The catch is that he will need to place Church's operative, Chinese tech expert Maggie (Yu Nan), on his team. Since the Expendables are an all-male crew, the addition of a woman almost immediately throws group dynamics out of kilter. Their assignment is to retrieve an undisclosed item from a high-tech electronic safe aboard a downed plane that has crashed in Albania. Although new team member and Afghanistan vet Billy (Liam Hemsworth), an expert sniper, reluctantly tells Barney that this is his last outing, the rest of the Expendables relish another mission, including second-in-command Lee Christmas (Jason Statham) and team members Gunner Jensen (Dolph Lundgren), Toll Road (Randy Couture) and Hale Caesar (Terry Crews).
As soon as Maggie has decoded the safe aboard the crashed plane and extracted the contents, the Expendables are ambushed by an Eastern European crime cartel led by the sadistic Vilain (Jean-Claude Van Damme), who forces Barney to turn over the device from the safe and then kills a key team member. Maggie later reveals that the item stolen by Vilain is a miniature computer containing the location of a five-ton cache of plutonium that the Russians stashed in an abandoned mine during the Cold War.
Motivated as much by revenge as their realigned mission to prevent Vilain from selling the weapons-grade nuclear material to a list of willing buyers, the Expendables take off in pursuit of their adversaries, with Barney's directive uppermost in their minds: "Track them, find them, kill them."
While most of the original film's action transpired in Latin America, "Expendables 2" relocates to Bulgaria, which offers appropriately expansive vistas and credible locations for the Eastern European settings. Taking over directing duties from Stallone, Simon West preserves the hard-boiled action and wisecracking cast dynamics of the original, channeling some of the B-movie tonal elements he might have picked up directing "Con Air." Managing the complexity of stunts, aircraft and vehicle pileups and frequent shootouts that comprise the majority of the running time is a major challenge that West executes with elan, even adding unexpected grace notes to some otherwise routine scenes.
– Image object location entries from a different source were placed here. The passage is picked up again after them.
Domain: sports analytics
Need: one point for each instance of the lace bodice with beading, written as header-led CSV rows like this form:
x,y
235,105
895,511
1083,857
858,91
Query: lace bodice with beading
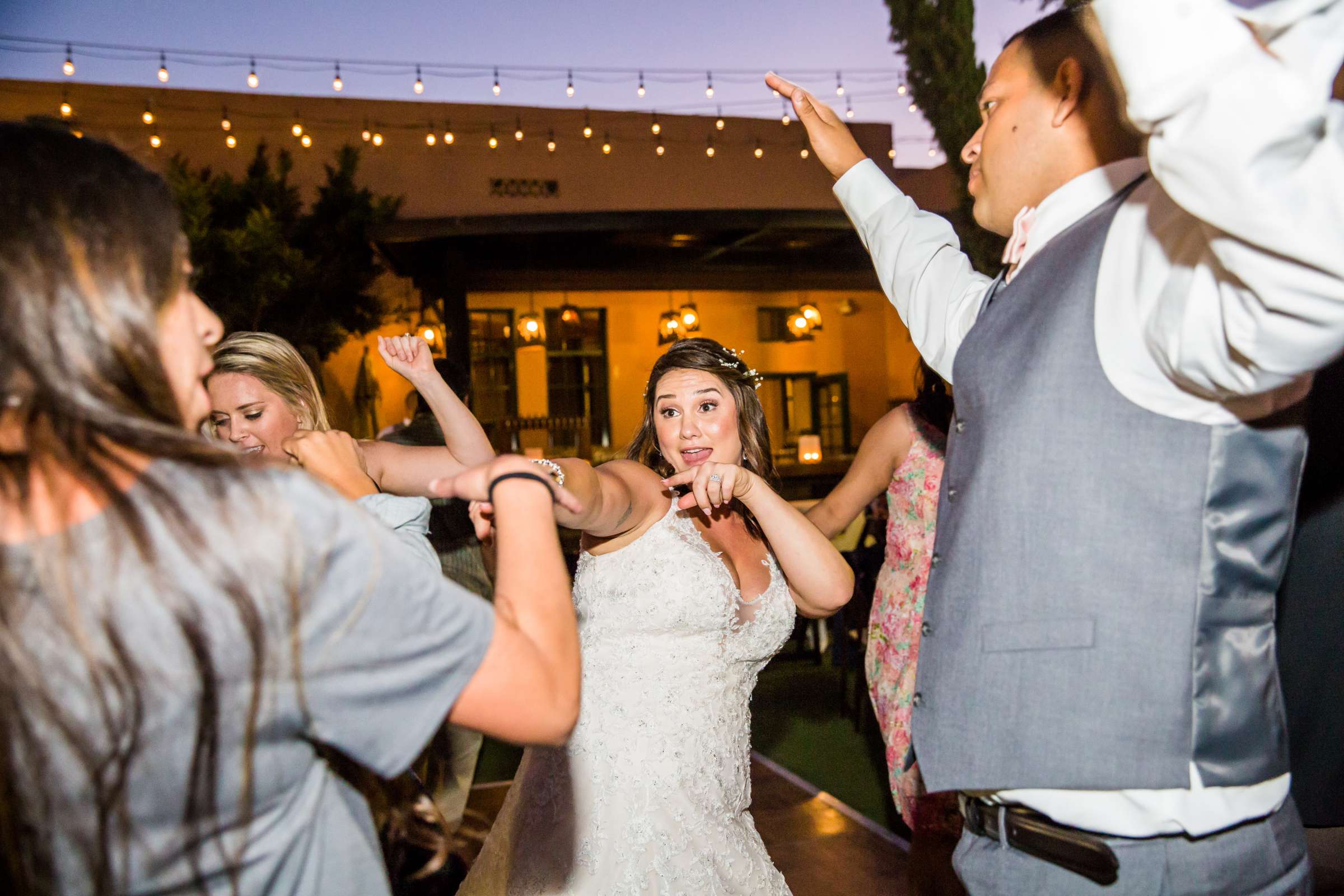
x,y
651,793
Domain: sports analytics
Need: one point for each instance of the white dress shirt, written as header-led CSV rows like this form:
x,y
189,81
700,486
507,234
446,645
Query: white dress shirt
x,y
1221,287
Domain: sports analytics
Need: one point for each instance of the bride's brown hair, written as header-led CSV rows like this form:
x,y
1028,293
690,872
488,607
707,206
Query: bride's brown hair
x,y
710,356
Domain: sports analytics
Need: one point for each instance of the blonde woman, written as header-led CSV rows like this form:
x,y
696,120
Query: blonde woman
x,y
265,401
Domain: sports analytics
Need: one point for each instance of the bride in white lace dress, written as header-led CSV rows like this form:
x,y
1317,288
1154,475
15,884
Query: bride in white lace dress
x,y
682,601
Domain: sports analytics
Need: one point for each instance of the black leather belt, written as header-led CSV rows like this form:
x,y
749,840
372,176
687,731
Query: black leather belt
x,y
1033,833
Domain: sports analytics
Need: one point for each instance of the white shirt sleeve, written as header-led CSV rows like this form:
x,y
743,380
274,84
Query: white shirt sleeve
x,y
920,264
1254,153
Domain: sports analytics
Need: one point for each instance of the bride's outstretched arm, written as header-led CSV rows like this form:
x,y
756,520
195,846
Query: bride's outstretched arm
x,y
617,496
819,577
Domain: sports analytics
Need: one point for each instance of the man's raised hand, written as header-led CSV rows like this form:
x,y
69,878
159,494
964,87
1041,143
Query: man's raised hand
x,y
831,139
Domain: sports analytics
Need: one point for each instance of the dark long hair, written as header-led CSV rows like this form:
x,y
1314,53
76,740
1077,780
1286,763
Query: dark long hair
x,y
933,403
91,253
710,356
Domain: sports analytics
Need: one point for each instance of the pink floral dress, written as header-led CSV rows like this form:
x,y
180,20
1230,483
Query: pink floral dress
x,y
897,615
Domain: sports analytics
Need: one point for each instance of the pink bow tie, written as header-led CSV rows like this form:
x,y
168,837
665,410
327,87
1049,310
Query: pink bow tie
x,y
1018,242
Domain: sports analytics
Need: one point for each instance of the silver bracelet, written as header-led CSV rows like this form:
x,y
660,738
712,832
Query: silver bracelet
x,y
554,468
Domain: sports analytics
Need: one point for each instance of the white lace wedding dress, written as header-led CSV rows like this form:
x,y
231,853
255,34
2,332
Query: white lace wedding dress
x,y
651,793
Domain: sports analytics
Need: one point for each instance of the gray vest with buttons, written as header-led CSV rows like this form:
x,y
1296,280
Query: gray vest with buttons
x,y
1101,604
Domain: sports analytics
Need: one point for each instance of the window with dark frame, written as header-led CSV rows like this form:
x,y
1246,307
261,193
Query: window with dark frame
x,y
577,370
494,366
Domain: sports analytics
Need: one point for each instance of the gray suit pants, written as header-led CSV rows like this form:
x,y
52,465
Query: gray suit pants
x,y
1264,857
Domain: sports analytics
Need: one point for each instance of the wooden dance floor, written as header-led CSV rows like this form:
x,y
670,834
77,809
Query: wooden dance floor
x,y
819,844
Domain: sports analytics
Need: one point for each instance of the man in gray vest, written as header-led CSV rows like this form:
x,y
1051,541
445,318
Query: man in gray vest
x,y
1097,665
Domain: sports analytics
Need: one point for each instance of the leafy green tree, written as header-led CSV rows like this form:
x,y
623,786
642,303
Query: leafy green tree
x,y
265,262
944,76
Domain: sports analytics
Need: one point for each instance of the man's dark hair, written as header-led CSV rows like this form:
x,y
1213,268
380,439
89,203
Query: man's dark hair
x,y
1058,36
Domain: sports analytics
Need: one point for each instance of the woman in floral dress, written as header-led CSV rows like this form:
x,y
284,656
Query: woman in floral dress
x,y
902,457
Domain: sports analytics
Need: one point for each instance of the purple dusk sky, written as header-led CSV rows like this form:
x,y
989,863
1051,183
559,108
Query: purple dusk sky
x,y
670,34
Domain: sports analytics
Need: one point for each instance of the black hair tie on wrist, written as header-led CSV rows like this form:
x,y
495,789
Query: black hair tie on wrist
x,y
489,493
Working with a fairly routine action-adventure scenario, the filmmakers can leave the cast to adequately fill out their roles. Since many of the leads have well-known personas from past films and franchises, performances are a blend of action-hero impassivity and send-ups of familiar characters.
Stallone anchors the cast with a sometimes-nuanced interpretation of Barney's mix of personal and professional demons and plays it straight as a foil to Statham's put-upon sidekick.
A late scene with Van Damme's suitably sadistic villain shows that Stallone's still got the charisma to carry an intimately staged fight sequence. Lundgren gets great comic mileage out of Gunner's lunkheaded character, while Couture and Crews hold down the stalwart combat-veterans' shtick.
And while he's every bit as creaky as the other vets his age, relying more on very large weapons and cutting humor than unarmed combat, Schwarzenegger still can steal a scene, particularly in the final set piece where he's paired with Willis, who relies more on smirking threats than decisive action until the final reel.